Tarnation, someone mutters, and fires a gob into the cell behind him for exclamatory punctuation. Looks like we’ll hafta change the pitcher on all them fuckin posters.

He drops to his knees to set her feet on the floor, watched closely by the surly men crowding round once more, and she straightens up above him, touching his shoulder briefly to brace herself, a touch, though merely expedient, for which he is grateful. He continues to kneel there for a moment, as if petitioning for mercy, which is perhaps what he’s doing, but without another word she turns on her stolid black heels and, hands clasped at her waist, struts away toward the door, the men removing their hats and backing off to let her pass. It is not his wont to break a silence, but faced with the dreadful and endless one to which he is now condemned (which he will confront, when she is gone, with the quiet stoicism that is his nature and by which he’s known, and has known himself), he cannot help himself: Yu aint never even thanked me, he calls out.

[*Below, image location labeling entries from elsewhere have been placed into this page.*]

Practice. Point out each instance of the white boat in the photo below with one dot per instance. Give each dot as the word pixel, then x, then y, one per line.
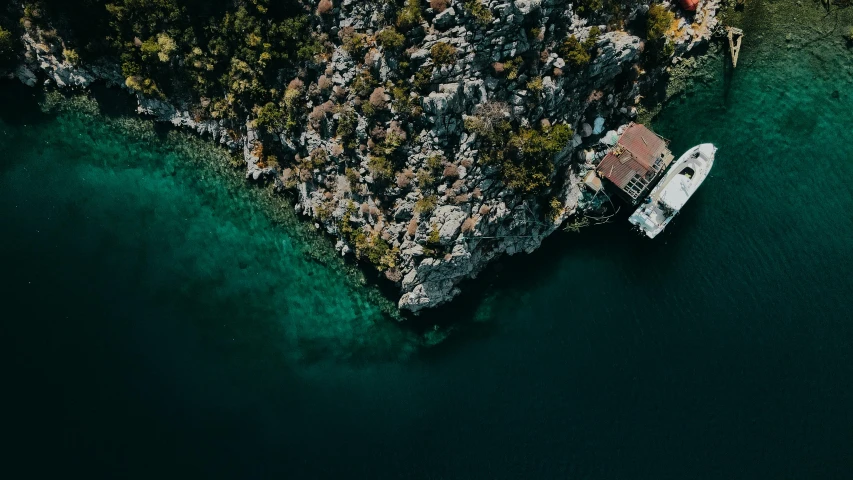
pixel 672 192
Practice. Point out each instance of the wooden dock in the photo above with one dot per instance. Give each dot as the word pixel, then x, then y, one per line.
pixel 735 37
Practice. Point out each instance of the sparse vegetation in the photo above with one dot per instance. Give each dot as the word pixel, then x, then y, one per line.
pixel 443 54
pixel 659 21
pixel 426 205
pixel 8 46
pixel 479 11
pixel 390 38
pixel 410 16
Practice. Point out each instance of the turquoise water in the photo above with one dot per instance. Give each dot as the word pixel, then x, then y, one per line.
pixel 164 319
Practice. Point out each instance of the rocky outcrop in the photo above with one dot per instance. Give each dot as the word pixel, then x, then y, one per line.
pixel 445 212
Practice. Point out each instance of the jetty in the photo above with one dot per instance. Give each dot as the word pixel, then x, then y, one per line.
pixel 735 37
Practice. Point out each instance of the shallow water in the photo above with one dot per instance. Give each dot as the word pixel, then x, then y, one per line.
pixel 160 321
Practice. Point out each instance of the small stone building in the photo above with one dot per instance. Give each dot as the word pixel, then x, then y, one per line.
pixel 635 162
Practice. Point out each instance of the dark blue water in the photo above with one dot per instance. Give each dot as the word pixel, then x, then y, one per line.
pixel 161 319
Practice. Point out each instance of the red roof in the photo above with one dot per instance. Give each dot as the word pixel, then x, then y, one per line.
pixel 640 148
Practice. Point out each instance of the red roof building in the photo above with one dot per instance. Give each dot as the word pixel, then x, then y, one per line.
pixel 635 161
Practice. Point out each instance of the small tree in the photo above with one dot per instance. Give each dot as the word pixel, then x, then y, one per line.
pixel 324 7
pixel 439 5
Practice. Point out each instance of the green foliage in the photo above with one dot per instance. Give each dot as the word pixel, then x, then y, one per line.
pixel 479 11
pixel 443 54
pixel 271 117
pixel 426 205
pixel 555 208
pixel 592 38
pixel 668 49
pixel 355 44
pixel 363 84
pixel 71 56
pixel 402 101
pixel 353 177
pixel 390 38
pixel 8 47
pixel 410 16
pixel 511 67
pixel 347 122
pixel 579 53
pixel 585 8
pixel 423 78
pixel 143 85
pixel 426 179
pixel 434 162
pixel 574 52
pixel 225 49
pixel 376 250
pixel 535 85
pixel 525 157
pixel 659 21
pixel 380 168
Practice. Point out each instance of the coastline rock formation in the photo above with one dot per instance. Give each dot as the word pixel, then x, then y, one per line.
pixel 431 137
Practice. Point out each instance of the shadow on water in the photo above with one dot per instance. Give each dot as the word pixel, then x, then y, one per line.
pixel 21 104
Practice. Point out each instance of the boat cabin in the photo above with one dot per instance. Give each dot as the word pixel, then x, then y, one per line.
pixel 634 164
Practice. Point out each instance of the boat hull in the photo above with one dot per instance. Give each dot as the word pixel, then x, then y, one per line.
pixel 670 195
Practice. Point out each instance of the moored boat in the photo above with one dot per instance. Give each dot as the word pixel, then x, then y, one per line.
pixel 672 192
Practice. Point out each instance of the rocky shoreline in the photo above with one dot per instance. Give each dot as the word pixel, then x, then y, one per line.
pixel 440 230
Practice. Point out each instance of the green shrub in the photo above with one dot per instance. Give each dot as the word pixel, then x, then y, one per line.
pixel 423 78
pixel 479 11
pixel 270 117
pixel 443 54
pixel 528 157
pixel 592 38
pixel 143 85
pixel 659 21
pixel 71 56
pixel 347 122
pixel 8 46
pixel 434 162
pixel 410 16
pixel 426 179
pixel 426 205
pixel 535 85
pixel 586 8
pixel 555 208
pixel 390 38
pixel 574 52
pixel 380 168
pixel 434 237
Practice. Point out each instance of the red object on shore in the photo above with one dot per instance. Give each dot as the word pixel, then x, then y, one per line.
pixel 689 5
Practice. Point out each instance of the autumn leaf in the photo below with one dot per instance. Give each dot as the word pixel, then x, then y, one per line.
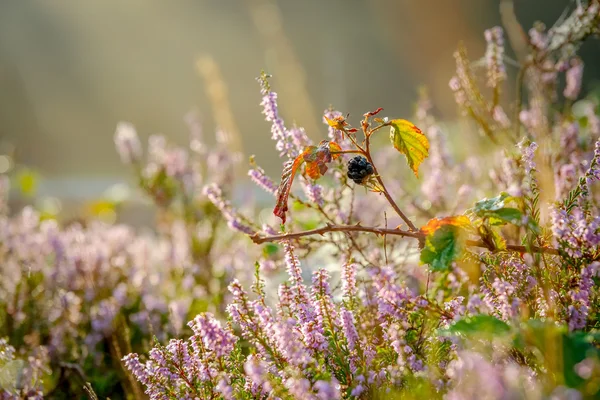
pixel 338 122
pixel 410 141
pixel 316 159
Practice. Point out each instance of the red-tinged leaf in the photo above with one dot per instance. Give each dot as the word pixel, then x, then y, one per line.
pixel 410 141
pixel 434 224
pixel 371 113
pixel 283 192
pixel 316 159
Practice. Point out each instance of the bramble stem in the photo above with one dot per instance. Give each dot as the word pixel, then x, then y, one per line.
pixel 256 238
pixel 346 152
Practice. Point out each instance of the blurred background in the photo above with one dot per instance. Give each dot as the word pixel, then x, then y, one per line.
pixel 69 71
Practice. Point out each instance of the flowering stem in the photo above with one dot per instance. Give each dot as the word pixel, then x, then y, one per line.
pixel 256 238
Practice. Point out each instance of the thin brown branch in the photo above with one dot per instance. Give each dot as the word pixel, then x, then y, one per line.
pixel 384 231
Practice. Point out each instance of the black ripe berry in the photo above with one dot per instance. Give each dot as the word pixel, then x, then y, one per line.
pixel 359 169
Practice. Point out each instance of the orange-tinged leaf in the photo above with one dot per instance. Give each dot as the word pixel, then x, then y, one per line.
pixel 334 147
pixel 410 141
pixel 434 224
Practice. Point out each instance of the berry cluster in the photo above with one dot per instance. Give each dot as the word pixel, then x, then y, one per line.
pixel 359 169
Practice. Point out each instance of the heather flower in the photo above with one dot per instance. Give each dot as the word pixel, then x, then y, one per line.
pixel 349 288
pixel 528 152
pixel 214 337
pixel 349 329
pixel 284 142
pixel 334 134
pixel 215 195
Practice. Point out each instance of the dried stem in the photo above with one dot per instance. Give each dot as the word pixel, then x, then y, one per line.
pixel 385 231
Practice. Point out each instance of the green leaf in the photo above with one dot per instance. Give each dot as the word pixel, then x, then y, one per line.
pixel 442 247
pixel 410 141
pixel 493 204
pixel 479 324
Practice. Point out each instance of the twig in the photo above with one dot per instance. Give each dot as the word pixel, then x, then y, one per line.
pixel 385 231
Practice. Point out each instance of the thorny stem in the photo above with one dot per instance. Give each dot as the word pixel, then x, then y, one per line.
pixel 256 238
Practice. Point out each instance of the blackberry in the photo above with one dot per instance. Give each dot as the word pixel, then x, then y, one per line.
pixel 359 169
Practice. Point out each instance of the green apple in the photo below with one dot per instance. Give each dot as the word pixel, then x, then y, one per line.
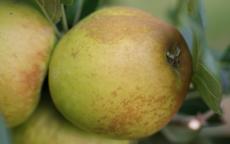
pixel 26 40
pixel 120 72
pixel 47 126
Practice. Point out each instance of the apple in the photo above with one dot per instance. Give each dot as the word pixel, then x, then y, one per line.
pixel 47 126
pixel 26 41
pixel 120 72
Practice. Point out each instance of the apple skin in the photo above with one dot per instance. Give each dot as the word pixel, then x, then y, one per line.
pixel 111 73
pixel 47 126
pixel 26 41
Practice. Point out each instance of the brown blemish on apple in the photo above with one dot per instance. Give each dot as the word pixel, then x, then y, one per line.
pixel 114 93
pixel 74 54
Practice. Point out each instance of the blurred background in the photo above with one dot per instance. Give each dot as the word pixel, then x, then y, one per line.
pixel 218 21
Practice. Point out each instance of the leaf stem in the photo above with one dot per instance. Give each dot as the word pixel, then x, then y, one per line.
pixel 64 20
pixel 58 33
pixel 78 11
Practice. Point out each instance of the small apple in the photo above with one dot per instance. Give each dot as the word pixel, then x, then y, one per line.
pixel 26 41
pixel 120 72
pixel 47 126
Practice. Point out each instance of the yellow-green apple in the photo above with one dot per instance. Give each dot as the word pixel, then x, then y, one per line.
pixel 26 40
pixel 47 126
pixel 120 72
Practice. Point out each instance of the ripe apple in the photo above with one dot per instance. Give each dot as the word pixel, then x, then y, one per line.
pixel 26 40
pixel 120 72
pixel 47 126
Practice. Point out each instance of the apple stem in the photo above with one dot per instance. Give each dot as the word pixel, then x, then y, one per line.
pixel 58 33
pixel 64 20
pixel 78 11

She turns back at the open door, framed by the velvety black night behind her. There is not much of affection in her gaze, but he is encouraged even by the lack of undue choler. Not ain’t, she replies, quietly but firmly. You
have
never thanked me.

No? He is somewhat bewildered but full aware he owes her much, and he stands up and takes his hat off as the others have done. Sorry, mam. But you aint thanked me neither.

She sighs and shakes her head. For what have I to thank you?

Well. Yu know. Fer whut I jest done. Fer savin yer life.

I did not steal that horse. You did what you had to do.

No. He finds it difficult to meet her hard steady gaze, which he believes now to be the color of cast iron, so stares instead at the dark dimplelike beauty mark on her cheek. Thet warnt the reason I done it.

That
was
not the reason that you
did
it.

No, mam.

So what was that reason, pray tell?

I … I caint say it.

Cannot say it.

No, mam. Jest caint.

She sighs, and though she glowers still, there is more of tenderness in that sigh than there has been in her before.

Y’know whut? I think the sheriff’s got a soft spot fer the marm!

Y’reckon?

She pauses there by the door, watching him for a moment in all her straight-backed rectitude, and then that stern righteousness melts away and, haltingly, she comes back into the room, her black skirts whispering, and stands mildly before him in the lamplight, tipping her head to catch his wayward glance, as if beseeching him to look at her, and, with an awful weakness spreading through him, he does.

Well but does the marm have a soft spot fer the sheriff?